Businesses, organizations, state and local governmental entities and individuals who collect and store personal information about Rhode Island residents should start planning now to comply with the new Rhode Island Identity Theft Protection Act, which goes into effect on June 26, 2016 and replaces the existing law. Businesses and organizations of any size are affected. There are no exemptions due to size.
New obligations imposed include the following:
- Implementing and maintaining a risk-based information security program that contains reasonable security procedures and practices appropriate to the size and scope of the organization, the nature of the information, and the purpose for which the information was collected, in order to prevent unauthorized access and to preserve confidentiality of the information
- Retaining personal information no longer than is reasonably required to provide the services requested
- Destroying all personal information in a secure manner (for example, by shredding, pulverizing, incinerating or erasing)
The new law also updates the notification requirements in case of a breach of security. Like the current law, the notice must be given in the “most expedient time possible,” but the new law states that the notice must occur no later than 45 days after confirmation of the breach. However, financial institutions, trust companies and credit unions subject to and examined for and found in compliance with Federal Interagency Guidelines on Response Programs for Unauthorized Access to Customer Information and Customer Notice will be deemed in compliance with the new law.
What should businesses and organizations be doing now to comply?
- Assess what types of personal information of Rhode Island residents are being collected, shared or used and who has access to that information. Is there information that does not need to be collected? How is the information being stored? Is the information only being stored as long as needed and being destroyed properly?
- Is the information of Rhode Island residents being shared with third parties (for example, service providers or vendors)? If so, contracts should be reviewed, and amended as needed, to make sure that those who have access to personal information of Rhode Island residents are also subject to written obligations to implement and maintain reasonable security procedures and practices.
- In many cases, the best way to evidence that the business or organization has a risk-based information security program in place is to have a written document detailing the policies and procedures. A business that has adopted a written information security program to comply with the Massachusetts data security requirements is likely to be in compliance with the new Rhode Island law. However, such programs should be reviewed to make sure they cover the personal information of Rhode Island residents.
Complying now will help avoid scenarios such as the following, which have occurred under the similar Massachusetts law:
- A hospital in Rhode Island was fined $150,000 for violating a similar Massachusetts law when it lost 19 unencrypted back-up tapes with patient names and personal information.

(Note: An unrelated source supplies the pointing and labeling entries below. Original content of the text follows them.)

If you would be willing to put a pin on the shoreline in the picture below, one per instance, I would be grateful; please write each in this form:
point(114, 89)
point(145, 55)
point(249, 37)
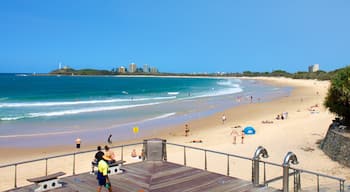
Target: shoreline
point(304, 128)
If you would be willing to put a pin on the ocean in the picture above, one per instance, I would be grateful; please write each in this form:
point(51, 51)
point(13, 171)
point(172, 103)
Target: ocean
point(51, 110)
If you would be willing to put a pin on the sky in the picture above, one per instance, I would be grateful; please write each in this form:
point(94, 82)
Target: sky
point(174, 35)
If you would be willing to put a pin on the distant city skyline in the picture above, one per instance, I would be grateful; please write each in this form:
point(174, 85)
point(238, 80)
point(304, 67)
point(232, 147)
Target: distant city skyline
point(196, 36)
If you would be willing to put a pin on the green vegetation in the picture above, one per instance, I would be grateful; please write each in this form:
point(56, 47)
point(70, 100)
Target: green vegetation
point(319, 75)
point(338, 97)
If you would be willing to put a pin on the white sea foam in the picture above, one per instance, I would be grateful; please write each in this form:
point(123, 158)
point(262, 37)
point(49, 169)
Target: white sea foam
point(67, 103)
point(161, 116)
point(173, 93)
point(75, 111)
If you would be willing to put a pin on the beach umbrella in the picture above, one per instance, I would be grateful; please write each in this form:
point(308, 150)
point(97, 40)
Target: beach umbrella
point(249, 130)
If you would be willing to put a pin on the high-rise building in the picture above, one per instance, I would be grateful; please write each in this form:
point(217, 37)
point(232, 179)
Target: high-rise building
point(146, 68)
point(132, 68)
point(121, 69)
point(314, 68)
point(154, 70)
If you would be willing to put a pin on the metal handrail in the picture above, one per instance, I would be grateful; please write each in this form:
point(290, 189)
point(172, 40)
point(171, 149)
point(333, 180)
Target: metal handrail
point(296, 170)
point(228, 155)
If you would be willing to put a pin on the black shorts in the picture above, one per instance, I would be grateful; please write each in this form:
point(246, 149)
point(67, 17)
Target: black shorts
point(101, 179)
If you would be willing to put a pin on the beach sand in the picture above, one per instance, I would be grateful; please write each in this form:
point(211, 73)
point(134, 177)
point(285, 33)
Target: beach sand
point(299, 133)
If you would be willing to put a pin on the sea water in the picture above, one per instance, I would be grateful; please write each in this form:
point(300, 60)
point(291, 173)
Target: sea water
point(52, 110)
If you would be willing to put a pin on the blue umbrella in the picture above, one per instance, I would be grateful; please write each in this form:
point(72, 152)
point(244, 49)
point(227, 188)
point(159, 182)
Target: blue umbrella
point(249, 130)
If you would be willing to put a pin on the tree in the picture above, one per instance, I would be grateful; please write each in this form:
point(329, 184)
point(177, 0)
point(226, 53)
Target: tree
point(338, 97)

- A Rhode Island health insurance company donated a file cabinet without cleaning out protected health information of over 12,000 individuals. No fines were assessed, but the insurance company had to report the breach and offer free credit monitoring to all affected individuals for a year. The company has since conducted mandatory training for its employees.
- A hospital in Massachusetts was fined $1.5 Million after the theft of a laptop computer containing unencrypted health information of patients and research subjects.